Splitting a quoted string.

[Paul Melis]

Paul Melis wrote:
> Hi,
> 
> mosscliffe wrote:
> 
>> I am looking for a simple split function to create a list of entries
>> from a string which contains quoted elements.  Like in 'google'
>> search.
>>
>> eg  string = 'bob john "johnny cash" 234 june'
>>
>> and I want to have a list of ['bob', 'john, 'johnny cash', '234',
>> 'june']
>>
>> I wondered about using the csv routines, but I thought I would ask the
>> experts first.
>>
>> There maybe a simple function, but as yet I have not found it.
> 
> 
> Here a not-so-simple-function using regular expressions. It repeatedly 
> matched two regexps, one that matches any sequence of characters except 
> a space and one that matches a double-quoted string. If there are two 
> matches the one occurring first in the string is taken and the matching 
> part of the string cut off. This is repeated until the whole string is 
> matched. If there are two matches at the same point in the string the 
> longer of the two matches is taken. (This can't be done with a single 
> regexp using the A|B operator, as it uses lazy evaluation. If A matches 
> then it is returned even if B would match a longer string).

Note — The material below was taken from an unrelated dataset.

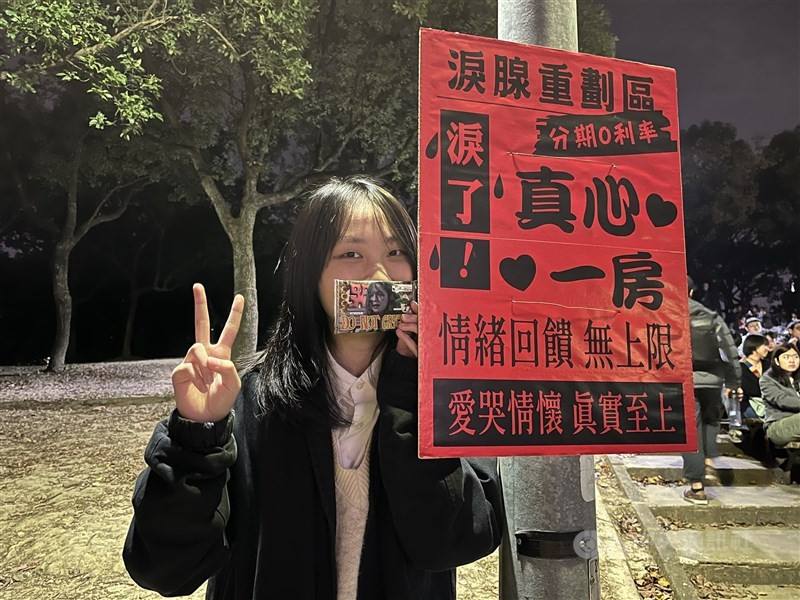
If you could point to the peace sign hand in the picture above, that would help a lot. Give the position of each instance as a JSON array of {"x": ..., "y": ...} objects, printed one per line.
[{"x": 206, "y": 382}]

Here a slightly improved version which is a bit more compact and which 
removes the quotes on the matched output quoted string.

import re

def split_string(s):
	
	pat1 = re.compile('[^" ]+')
	pat2 = re.compile('"([^"]*)"')

	parts = []

	m1 = pat1.search(s)
	m2 = pat2.search(s)
	while m1 or m2:
		
		if m1 and m2:
			if m1.start(0) < m2.start(0):
				match = 1
			elif m2.start(0) < m1.start(0):
				match = 2
			else:
				if len(m1.group(0)) > len(m2.group(0)):
					match = 1
				else:
					match = 2
		elif m1:
			match = 1
		else:
			match = 2
				
		if match == 1:
			part = m1.group(0)
			s = s[m1.end(0):]
		else:
			part = m2.group(1)
			s = s[m2.end(0):]
					
		parts.append(part)
			
		m1 = pat1.search(s)
		m2 = pat2.search(s)
		
	return parts

print split_string('bob john "johnny cash" 234 june')
print split_string('"abc""abc"')